I whispered. "They'll see us!"
Paulie grinned. Then he tilted up my face and kissed me, good and deep. Showing off.
Tsk's
all around, mutterings like bees. Angie's voice stopped, sudden as turning off a radio.
I came up from the kiss like I was drowning. Flailing, gasping for air. "What's wrong with you?" Paulie said. I put the back of my hand up to my mouth and looked over at the girls—afraid to, and unable to stop myself. Lois and Viola were giggling and whispering, their faces twisted with scandal. But Angie looked like she was seeing me through the window of an el train, moving. Like she'd caught the last glimpse of me she'd ever see.
I'd never laugh with her again about boys or anything else. I'd have to not know too much. I'd have to go backward, and I didn't know how.
I walked past them across the lobby, not seeing who I bumped into and not caring. Someone crashed into me from behind, knocking the breath half out of me. Coins fell in a sparkling shower at my feet, bouncing on the thick red carpet. I dodged around a fat fellow coming through the door, and then I was outside. A storm had come up. The sun was gone; rain spattered the asphalt.
Paulie hit the sidewalk right after me. "Goddammit, what the hell's the matter with you?"

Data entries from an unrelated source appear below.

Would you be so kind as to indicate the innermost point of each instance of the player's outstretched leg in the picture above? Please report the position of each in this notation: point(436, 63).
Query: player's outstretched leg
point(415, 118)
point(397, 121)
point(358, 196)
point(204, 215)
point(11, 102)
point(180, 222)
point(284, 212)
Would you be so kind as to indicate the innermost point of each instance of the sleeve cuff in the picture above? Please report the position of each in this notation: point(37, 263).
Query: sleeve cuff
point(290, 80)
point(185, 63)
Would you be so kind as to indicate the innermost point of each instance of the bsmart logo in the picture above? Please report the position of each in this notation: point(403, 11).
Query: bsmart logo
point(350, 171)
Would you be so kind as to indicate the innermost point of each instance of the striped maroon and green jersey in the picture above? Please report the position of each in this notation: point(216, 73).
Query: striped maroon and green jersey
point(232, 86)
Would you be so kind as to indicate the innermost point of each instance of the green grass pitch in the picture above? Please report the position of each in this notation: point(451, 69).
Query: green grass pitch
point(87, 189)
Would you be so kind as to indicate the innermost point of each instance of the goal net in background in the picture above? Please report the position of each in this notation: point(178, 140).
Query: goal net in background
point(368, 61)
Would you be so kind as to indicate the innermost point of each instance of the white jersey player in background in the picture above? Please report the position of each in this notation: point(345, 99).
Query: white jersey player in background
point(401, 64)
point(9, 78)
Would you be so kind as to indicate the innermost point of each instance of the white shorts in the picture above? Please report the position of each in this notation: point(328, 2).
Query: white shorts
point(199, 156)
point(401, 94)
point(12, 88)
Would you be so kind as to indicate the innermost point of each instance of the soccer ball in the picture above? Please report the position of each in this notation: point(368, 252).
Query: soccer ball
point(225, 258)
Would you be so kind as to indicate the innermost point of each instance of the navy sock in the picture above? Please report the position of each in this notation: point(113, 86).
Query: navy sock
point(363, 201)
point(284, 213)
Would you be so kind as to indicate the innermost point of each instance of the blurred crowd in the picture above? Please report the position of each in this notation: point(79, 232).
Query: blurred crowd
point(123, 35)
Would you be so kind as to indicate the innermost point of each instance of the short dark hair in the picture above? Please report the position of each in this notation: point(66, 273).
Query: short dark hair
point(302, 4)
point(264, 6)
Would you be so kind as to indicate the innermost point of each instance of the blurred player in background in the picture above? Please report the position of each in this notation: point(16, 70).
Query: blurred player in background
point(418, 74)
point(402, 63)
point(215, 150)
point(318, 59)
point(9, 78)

I hugged myself. I was shaking. "I can't go back in there."
"Damn right you're not going back in there. I ain't paying admission twice. I've had as much as I can take of this kid stuff, Ruby. You ain't dangling me on your string anymore. I told you at the beginning, I ain't one of your damn fish."

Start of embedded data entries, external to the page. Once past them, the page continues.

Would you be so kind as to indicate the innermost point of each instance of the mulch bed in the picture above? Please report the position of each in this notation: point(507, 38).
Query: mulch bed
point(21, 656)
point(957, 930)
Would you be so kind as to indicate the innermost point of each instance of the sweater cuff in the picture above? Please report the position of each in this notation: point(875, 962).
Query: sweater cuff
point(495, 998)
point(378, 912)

Me and Angie, Lindy Hopping to a jukebox with Stan Dudek and Hank Majewski at the corner drugstore. Dreaming about the Aragon Ballroom, swapping pinkie secrets. I put my head in my hands, squeezing my eyes shut tight, as if I could push myself back into the shape I used to be. People eddied all around me, shaking out their umbrellas as they stepped under the awning.
"You're right," I said suddenly. I lifted my face to his. "This is kid stuff."